Support it from the top, without hierarchy as a weapon. Power differences make bias more dangerous and make people afraid to speak up. Leaders set the tone by naming their own biases, behaving consistently, and never using their position to retaliate.
Build awareness. Most clinicians think of themselves as fair, so learning how their bias harms patients creates real dissonance. Framing bias as a mental shortcut with evolutionary roots, and as work everyone shares, lowers the defensiveness.
Develop skills, not just insight. One session is a start, not a fix. Managing bias is a skill you build over time, the way sticking to a healthy diet is a skill, not a single decision.
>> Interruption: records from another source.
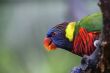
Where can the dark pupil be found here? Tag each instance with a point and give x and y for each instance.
(53, 33)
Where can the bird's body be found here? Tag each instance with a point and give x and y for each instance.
(76, 37)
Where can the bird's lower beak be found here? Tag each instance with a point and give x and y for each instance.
(48, 44)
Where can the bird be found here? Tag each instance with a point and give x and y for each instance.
(77, 37)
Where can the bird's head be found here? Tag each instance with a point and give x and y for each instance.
(60, 36)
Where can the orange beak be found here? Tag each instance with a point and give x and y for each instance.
(48, 44)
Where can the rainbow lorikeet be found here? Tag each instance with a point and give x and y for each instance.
(76, 37)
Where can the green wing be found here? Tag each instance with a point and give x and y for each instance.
(92, 22)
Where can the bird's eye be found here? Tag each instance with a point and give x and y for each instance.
(53, 33)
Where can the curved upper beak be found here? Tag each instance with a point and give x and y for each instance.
(48, 44)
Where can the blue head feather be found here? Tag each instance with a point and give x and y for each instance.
(57, 35)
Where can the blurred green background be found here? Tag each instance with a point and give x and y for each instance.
(23, 25)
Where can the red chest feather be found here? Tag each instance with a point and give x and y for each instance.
(84, 42)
Use real scenarios. Role-play and realistic cases, including bystander training, let people practice responding to bias in themselves and others. The more they rehearse it, the more they use it on the floor.
Make it active. Reflection and open discussion help people connect the concept to their own experience and their role in changing it.
Keep it going. Good intentions die on busy days. Build bias reflection into regular meetings, and integrate feedback into ongoing training. Leaders should expect progress and model it.
The hard part
Surfacing bias is painful, especially when it means admitting your own role in health disparities. For people from historically excluded groups, reliving discrimination can be especially distressing. This work should not come at the expense of the people already most exposed to harm.
Why it matters
Combating bias is central to building and keeping a diverse workforce, to belonging at work, and to better patient outcomes. Discrimination drives burnout and disengagement among the nurses whose work most affects how patients do. Fighting it is one of the more measurable ways you can improve the health of your staff, your community, and your patients.